Folk-Lore/Volume 21/The Fairy Child and the Tailor
COLLECTANEA.
The Fairy Child and the Tailor: an Isle of Man Folk-Tale.
[The following story was told to me by Joe Moore, who lives in the parish of Patrick, some mile from Close-ny-Lheiy. I wrote the story down from notes made at the time,—the dialogue being taken down, word for word, as it fell from his lips. He told me that his father got the story from old Hom Bridson himself, ninety years ago and more; he never repeated the story while any of the Colloo family lived, but the last descendant died many years ago, and the old farmhouse is in ruins. It was a curious coincidence that, in the week following that in which I had the story from Joe Moore, I received it also from Logan, Utah, from Miss Quirk, who had it from an old Manxman who had lived there for fifty years and had emigrated from Glen Meay.]
There was one time a woman named Colloo in Close-ny-Lheiy, near Glen Meay, and she had a child that had fallen sick in a strange way. Nothing seemed wrong with him, yet crosser and crosser he grew, nying-nyanging night and day. The woman was in great distress. Charms had failed, and she didn't know rightly what to do.
It seems that, about a fortnight after birth, the child, as fine a child for his age as you would see in a day's walk, was left asleep while the mother went to the well for water. Now Herself forgot to put the tongs on the cradle, and, when she came back, the child was crying pitiful, and no quatin' for him. And from that very hour the flesh seemed to melt off his bones, till he became as ugly and as wizened a child as you would see between the Point of Ayre and the Calf. He was that way, his whining howl filling the house, for four years, lying in the cradle without a motion on him to put his feet under him. Not a day's res' nor a night's sleep was there at the woman these four years with him. She was fair scourged with him, until there came a fine day in the spring that Hom beg Bridson, the tailor, was in the house sewing. Hom is dead now, but there's many alive as remember him. He was wise tremenjus, for he was going from house to house sewing, and gathering wisdom as he was going.
Well, before that day the tailor was seeing lots of wickedness at the child.
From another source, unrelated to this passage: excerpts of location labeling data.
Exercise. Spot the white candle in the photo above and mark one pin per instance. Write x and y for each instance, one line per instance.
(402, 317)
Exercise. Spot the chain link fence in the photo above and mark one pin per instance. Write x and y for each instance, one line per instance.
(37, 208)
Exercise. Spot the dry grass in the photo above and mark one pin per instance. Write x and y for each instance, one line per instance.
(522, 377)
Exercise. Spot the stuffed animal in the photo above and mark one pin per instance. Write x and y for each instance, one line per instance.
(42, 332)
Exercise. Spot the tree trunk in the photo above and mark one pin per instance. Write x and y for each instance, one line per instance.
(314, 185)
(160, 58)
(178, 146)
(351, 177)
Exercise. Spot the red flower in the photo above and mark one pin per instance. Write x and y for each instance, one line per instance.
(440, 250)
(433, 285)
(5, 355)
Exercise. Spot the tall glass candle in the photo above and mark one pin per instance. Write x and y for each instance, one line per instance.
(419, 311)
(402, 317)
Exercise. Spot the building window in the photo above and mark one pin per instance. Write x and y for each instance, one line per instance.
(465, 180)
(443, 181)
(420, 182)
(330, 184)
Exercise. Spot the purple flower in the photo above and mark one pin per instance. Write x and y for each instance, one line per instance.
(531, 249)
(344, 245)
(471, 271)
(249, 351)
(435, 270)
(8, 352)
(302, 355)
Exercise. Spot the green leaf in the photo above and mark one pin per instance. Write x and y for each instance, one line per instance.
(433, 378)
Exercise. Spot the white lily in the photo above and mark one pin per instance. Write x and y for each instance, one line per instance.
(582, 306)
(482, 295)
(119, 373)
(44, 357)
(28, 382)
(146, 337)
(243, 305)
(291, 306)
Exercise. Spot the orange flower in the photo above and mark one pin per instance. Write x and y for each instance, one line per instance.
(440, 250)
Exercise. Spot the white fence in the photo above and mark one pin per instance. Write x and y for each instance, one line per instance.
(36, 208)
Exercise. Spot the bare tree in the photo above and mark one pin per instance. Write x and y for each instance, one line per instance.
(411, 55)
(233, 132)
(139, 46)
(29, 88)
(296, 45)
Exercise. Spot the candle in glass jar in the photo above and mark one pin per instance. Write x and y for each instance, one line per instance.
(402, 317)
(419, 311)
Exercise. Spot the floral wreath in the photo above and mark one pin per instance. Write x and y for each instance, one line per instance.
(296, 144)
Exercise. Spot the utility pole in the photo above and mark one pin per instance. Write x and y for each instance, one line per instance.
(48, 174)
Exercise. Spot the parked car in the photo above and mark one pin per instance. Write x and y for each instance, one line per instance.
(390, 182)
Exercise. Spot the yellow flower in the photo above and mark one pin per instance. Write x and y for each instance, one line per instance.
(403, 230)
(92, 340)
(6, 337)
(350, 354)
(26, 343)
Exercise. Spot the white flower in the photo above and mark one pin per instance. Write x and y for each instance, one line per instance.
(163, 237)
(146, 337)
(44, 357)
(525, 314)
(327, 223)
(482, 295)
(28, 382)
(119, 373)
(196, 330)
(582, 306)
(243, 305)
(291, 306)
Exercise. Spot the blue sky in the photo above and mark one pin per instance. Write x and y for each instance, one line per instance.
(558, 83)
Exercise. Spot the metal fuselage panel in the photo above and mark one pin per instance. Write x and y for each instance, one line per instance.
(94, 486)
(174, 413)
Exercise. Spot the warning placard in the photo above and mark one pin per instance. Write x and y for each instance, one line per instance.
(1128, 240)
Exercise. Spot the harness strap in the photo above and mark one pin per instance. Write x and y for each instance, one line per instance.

When the woman would be out feeding the pigs and sarvin' the craythurs, he would be hoisting his head up out of the cradle and making faces at the tailor, winking, and slicking, and shaking his head, and saying "What a lad I am!"
That day the woman wanted to go to the shop in Glen Meay to sell some eggs that she had, and says she to the tailor:—"Hom man, keep your eye on the chile that the bogh [poor dear] won't fall out of the cradle and hurt himself while I slip down to the shop." When she was gone the tailor began to whistle aisy to himself, as he stitched, the tune on a lil hymn.
"Drop that, Hom beg," said a lil harsh voice.
The tailor, scandalised, looked round to see if it was the child that had spoken, and it was.
"Whush, whush, now, lie quate," says the tailor, rocking the cradle with his foot, and as he rocked he whistled the hymn tune louder.
"Drop that, Hom beg, I tell ye, an' give us something light an' handy," says the lil fella back to him, middling sharp.
"Aw, anything at all to plaze thee," says the tailor, whistling a jig.
"Hom," says my lad, "can thou dance anything to that?"
"I can," says the tailor, "can thou?"
"I can that," says my lad, "would thou like to see me dance?"
"I would," says the tailor.
"Take that oul' fiddle down then, Hom man," he said, "and put 'Tune y wheeyl vooar' [Tune of the big wheel] on it."
"Aw, I'll do that for thee, an' welcome," says the tailor.
The fiddle quits its hook on the wall, and the tailor tunes up.
"Hom," says the lil fella, "before thou begin to play, clear the kitchen for me,—cheers an' stools, everything away. Make a place for me to step out to the music, man."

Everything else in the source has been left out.